How to Read a Proposal Without Getting Lost
When a proposal arrives, run it through these questions:
- What specific deliverables happen each month, and how many hours of labor do they represent?
- Is the ad spend separated from the management fee, and is there any markup on it?
- Who owns the ad accounts, the creative assets, and the data if we part ways?
- What does "strategy" mean in month one versus month six — does the scope shrink as setup work ends, or does the fee stay the same?
- What's the cancellation process, and what do I owe if I leave before the minimum term ends?
- How are results defined, and who's responsible for tracking them?
A good agency will answer these clearly. Evasion on any of them is information.
When an Agency Is Worth the Cost
An agency earns its fee when it brings genuine expertise you don't have time to develop, executes consistently without your daily attention, and produces results you can measure against the fee. For a practice owner who has no interest in learning ad platforms, who values their clinical time far above the retainer cost, and who finds an agency with real experience in their specialty — that's a rational decision.
The math is straightforward: if the agency costs you a known monthly amount and reliably generates patient volume worth meaningfully more than that amount, the arrangement works. The challenge is that "reliably" and "meaningfully more" are hard to verify until you're already paying.
When Running It Yourself Makes More Sense
The case for self-direction isn't about saving money alone — it's about what you keep. When you run your own marketing, you own every account, every piece of data, every audience you build. You see exactly where every dollar goes. You learn what works in your specific market, and that knowledge compounds.
The cost of doing it yourself is your time and attention. But the actual execution — building a campaign, adjusting a budget, reading performance data — is less complex than most agency proposals imply. The strategic layer (what to run, where, for whom) is the part that requires thought. The mechanical layer is learnable.
If you're the kind of owner who wants to understand your own numbers, who gets frustrated when someone else controls the throttle, and who'd rather invest time once to build a system you own permanently — self-direction is worth serious consideration.

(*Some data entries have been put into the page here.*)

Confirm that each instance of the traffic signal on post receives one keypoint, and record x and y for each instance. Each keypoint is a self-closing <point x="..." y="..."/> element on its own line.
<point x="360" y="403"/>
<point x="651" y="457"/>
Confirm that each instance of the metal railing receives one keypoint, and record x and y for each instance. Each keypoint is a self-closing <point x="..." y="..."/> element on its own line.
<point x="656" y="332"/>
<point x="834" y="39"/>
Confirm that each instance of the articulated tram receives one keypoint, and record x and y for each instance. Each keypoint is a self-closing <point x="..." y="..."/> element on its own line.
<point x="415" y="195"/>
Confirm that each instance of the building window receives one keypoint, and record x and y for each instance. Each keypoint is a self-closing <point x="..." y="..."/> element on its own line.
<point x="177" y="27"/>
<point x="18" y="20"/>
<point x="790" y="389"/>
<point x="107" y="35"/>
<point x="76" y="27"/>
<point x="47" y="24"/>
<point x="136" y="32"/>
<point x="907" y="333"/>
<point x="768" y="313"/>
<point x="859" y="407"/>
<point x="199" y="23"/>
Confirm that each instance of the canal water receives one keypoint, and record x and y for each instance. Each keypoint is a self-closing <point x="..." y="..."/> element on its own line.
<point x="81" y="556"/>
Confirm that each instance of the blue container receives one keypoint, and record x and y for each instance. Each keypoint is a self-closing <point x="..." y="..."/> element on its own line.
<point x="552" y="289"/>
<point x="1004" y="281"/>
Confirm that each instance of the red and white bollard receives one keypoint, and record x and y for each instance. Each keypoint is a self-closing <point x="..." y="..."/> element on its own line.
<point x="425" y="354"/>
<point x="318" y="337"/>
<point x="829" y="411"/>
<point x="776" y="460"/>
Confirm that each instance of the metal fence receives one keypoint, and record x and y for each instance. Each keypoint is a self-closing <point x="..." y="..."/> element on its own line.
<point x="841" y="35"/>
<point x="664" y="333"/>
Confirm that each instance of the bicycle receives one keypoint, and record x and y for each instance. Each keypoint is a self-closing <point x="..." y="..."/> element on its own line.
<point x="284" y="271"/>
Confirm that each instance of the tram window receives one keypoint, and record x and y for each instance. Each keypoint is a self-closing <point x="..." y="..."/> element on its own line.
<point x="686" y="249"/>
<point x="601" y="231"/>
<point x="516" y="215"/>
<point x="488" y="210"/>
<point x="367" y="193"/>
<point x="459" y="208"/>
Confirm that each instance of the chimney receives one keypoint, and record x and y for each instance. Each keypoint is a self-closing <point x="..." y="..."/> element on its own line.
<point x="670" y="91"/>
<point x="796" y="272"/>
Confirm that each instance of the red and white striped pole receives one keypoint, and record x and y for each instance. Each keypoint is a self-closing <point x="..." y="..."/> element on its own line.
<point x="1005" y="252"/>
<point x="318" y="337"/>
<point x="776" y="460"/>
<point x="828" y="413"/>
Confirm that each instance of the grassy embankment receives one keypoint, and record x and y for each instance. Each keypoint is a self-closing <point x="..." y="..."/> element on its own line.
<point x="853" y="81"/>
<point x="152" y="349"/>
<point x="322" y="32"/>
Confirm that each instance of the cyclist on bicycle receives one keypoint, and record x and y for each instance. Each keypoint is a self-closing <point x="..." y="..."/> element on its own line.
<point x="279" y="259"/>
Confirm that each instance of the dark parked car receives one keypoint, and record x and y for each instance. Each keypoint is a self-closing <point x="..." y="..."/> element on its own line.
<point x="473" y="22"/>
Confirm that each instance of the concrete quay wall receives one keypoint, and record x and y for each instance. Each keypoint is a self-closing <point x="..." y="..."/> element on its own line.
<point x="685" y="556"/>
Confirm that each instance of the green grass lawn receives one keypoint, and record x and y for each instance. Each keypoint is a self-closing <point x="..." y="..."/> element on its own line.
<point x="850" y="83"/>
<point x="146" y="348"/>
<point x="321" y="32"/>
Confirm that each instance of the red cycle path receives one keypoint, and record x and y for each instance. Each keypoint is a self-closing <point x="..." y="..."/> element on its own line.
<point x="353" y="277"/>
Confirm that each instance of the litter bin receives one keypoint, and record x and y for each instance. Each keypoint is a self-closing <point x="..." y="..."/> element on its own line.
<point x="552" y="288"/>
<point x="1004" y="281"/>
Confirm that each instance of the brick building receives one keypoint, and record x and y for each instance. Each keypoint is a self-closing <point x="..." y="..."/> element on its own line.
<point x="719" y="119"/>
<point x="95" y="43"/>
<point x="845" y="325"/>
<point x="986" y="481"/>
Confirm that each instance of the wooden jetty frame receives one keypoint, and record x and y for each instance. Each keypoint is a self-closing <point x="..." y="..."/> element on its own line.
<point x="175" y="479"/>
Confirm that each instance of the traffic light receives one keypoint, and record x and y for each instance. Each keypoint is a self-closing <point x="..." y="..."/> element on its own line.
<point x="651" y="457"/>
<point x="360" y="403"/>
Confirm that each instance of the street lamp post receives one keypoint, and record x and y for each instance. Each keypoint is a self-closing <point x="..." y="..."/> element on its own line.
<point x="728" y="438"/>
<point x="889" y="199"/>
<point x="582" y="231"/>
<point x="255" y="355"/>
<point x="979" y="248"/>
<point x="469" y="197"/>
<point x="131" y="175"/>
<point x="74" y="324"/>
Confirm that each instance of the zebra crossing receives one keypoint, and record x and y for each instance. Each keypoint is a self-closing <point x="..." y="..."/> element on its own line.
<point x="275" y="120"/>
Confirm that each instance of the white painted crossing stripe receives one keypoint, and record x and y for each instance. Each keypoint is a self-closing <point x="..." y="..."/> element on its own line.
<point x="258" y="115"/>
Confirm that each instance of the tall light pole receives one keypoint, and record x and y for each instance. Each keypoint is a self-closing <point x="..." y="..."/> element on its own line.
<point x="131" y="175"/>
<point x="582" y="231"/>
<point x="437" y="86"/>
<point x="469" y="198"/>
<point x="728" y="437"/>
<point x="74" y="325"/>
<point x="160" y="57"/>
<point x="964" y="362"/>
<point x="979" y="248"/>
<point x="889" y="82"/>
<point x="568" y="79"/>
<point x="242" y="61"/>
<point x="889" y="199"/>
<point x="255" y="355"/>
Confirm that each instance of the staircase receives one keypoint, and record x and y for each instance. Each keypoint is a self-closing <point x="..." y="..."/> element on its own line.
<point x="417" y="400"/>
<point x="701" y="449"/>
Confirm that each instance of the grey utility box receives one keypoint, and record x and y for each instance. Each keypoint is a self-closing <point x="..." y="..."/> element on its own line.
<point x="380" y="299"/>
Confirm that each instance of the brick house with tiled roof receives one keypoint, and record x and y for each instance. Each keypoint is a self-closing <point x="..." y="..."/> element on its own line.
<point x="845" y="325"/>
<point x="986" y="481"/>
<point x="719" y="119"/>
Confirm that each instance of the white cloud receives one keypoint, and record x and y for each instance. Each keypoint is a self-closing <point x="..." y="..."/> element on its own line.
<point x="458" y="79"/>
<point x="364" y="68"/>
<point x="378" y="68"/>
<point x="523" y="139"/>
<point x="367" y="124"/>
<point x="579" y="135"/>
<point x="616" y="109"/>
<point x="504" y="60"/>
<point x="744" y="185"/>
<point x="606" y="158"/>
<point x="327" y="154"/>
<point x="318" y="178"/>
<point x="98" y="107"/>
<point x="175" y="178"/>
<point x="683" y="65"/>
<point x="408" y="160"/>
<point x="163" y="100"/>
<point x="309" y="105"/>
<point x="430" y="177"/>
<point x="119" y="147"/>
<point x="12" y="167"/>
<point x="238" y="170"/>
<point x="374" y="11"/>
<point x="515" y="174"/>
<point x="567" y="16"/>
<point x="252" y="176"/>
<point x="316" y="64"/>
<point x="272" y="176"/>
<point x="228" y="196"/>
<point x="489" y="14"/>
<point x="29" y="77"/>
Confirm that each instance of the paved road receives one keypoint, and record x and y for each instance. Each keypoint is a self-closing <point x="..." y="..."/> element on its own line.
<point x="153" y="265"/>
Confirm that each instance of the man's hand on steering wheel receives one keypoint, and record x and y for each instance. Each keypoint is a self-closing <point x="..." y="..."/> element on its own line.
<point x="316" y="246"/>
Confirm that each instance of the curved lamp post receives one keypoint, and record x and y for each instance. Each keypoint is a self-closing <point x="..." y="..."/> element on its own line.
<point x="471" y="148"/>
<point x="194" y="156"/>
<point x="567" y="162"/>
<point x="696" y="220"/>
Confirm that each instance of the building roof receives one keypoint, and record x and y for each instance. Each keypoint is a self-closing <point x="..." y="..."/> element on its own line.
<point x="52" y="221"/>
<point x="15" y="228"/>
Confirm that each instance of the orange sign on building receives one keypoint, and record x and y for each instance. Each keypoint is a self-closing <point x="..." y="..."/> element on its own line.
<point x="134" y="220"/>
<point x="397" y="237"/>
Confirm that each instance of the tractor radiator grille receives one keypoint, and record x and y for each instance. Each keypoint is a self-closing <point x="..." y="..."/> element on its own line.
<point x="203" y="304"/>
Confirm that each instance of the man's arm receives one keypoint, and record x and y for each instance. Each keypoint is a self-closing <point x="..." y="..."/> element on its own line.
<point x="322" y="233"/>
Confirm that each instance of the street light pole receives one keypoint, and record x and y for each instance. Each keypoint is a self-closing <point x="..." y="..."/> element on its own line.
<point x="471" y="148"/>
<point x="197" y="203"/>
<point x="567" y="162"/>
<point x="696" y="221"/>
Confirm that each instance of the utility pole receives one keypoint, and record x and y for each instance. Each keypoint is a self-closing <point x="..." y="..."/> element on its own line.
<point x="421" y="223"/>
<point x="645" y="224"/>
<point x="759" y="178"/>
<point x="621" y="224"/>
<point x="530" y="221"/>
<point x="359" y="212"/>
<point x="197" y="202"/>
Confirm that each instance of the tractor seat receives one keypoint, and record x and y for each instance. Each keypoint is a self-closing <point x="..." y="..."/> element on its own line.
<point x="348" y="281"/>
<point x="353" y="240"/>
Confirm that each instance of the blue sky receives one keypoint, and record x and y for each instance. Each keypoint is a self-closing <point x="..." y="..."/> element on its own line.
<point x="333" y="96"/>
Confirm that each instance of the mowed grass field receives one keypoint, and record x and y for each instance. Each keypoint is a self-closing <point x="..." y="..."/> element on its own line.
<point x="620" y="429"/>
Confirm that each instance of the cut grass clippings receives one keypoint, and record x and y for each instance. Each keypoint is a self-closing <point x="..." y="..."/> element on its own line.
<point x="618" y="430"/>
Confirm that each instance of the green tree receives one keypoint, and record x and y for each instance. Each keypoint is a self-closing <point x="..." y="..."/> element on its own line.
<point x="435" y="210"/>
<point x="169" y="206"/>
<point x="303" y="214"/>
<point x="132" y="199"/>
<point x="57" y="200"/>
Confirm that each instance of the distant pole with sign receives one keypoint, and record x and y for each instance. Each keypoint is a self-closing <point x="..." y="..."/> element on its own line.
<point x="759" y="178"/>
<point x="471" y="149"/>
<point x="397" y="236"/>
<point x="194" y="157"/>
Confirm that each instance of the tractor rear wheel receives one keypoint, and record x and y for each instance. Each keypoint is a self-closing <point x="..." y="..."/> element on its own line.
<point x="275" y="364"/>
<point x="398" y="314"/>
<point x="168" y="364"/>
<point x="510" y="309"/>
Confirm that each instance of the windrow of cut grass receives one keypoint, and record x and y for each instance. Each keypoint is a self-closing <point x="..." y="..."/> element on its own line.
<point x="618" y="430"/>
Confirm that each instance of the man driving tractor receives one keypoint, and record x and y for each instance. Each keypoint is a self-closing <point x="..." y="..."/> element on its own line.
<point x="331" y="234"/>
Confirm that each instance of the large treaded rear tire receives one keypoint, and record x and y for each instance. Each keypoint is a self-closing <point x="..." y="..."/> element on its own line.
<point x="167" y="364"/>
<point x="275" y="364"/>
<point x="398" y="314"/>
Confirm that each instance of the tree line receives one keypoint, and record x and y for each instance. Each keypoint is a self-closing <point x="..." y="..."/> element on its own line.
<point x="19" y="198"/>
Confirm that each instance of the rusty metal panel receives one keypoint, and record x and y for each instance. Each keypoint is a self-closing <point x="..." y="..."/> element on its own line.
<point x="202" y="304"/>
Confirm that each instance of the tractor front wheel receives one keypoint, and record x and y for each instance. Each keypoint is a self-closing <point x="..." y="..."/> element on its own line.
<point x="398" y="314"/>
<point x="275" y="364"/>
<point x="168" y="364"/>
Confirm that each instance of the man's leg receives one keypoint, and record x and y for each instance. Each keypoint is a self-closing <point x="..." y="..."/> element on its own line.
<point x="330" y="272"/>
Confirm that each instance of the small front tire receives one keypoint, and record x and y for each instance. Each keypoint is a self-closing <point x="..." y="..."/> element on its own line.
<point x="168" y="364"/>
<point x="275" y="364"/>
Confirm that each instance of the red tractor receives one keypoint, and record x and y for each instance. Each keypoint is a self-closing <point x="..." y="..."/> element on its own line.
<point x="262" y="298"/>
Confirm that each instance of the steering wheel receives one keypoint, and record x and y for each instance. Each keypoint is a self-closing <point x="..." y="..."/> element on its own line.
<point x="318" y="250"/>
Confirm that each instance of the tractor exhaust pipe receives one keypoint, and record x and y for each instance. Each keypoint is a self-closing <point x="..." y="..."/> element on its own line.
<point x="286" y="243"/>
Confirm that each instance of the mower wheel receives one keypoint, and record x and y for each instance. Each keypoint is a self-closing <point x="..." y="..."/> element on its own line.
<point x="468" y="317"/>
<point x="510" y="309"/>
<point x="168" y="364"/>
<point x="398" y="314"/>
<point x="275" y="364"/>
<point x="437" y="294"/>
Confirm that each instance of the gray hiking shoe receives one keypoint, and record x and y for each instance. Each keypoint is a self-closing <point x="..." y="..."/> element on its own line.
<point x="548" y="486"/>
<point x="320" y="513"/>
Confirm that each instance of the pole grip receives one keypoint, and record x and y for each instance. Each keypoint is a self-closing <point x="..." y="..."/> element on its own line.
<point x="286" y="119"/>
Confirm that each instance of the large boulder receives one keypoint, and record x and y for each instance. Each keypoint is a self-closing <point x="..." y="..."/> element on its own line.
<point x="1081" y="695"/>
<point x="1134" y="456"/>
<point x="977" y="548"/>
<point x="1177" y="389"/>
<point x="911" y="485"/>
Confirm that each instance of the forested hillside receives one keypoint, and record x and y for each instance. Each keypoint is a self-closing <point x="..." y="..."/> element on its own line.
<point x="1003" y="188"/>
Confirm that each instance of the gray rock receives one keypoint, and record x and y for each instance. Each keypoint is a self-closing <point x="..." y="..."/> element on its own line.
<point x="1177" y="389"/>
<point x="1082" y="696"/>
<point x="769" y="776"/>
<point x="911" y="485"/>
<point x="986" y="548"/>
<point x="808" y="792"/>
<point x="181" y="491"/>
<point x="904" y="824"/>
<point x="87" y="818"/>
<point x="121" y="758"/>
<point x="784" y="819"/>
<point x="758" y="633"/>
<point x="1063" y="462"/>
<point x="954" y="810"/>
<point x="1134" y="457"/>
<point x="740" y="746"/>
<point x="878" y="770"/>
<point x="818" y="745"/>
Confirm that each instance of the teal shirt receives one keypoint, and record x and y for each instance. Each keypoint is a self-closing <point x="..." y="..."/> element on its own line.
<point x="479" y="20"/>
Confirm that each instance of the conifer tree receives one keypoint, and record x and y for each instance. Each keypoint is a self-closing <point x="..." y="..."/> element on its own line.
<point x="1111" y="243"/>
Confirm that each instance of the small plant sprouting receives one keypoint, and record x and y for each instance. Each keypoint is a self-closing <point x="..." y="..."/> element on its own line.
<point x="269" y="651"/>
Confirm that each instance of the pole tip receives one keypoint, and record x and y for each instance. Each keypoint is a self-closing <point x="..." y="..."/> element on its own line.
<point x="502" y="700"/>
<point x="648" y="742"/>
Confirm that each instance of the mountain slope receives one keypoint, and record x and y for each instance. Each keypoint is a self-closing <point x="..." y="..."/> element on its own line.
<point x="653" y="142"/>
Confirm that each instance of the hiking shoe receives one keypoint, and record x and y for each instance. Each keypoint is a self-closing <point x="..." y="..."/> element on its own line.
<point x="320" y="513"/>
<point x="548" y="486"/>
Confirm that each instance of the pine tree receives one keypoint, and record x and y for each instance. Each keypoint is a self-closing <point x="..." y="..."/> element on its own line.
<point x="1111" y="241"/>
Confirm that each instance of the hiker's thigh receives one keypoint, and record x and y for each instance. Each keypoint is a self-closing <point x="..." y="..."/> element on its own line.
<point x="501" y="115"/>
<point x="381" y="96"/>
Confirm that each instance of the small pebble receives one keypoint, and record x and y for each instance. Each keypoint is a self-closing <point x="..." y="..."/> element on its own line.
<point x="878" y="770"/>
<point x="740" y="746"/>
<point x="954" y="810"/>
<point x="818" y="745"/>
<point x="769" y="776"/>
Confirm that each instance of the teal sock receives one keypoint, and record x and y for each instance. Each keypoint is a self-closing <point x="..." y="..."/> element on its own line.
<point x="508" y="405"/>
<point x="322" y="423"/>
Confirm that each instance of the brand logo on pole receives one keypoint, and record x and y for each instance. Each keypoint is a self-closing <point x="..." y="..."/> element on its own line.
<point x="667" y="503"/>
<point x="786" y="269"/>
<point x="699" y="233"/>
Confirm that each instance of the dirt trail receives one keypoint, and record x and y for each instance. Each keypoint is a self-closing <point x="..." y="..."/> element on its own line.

The Decision Depends on What You Already Know About Your Market
Neither path is universally right. The deciding factor is usually how well you understand your own competitive landscape — who's advertising in your area, what patients are actually searching for, where the gaps sit that no one is filling. An agency charges you, in part, to figure that out. But if you can see that information yourself, the strategic layer — the expensive part — is already in your hands.
The specific information you need: which competitors are visible in your market right now, what they're spending to be there, and where patient demand exists that no one is addressing well. With that picture in front of you, you can evaluate any agency proposal against reality — or skip the proposal entirely and act on what you see.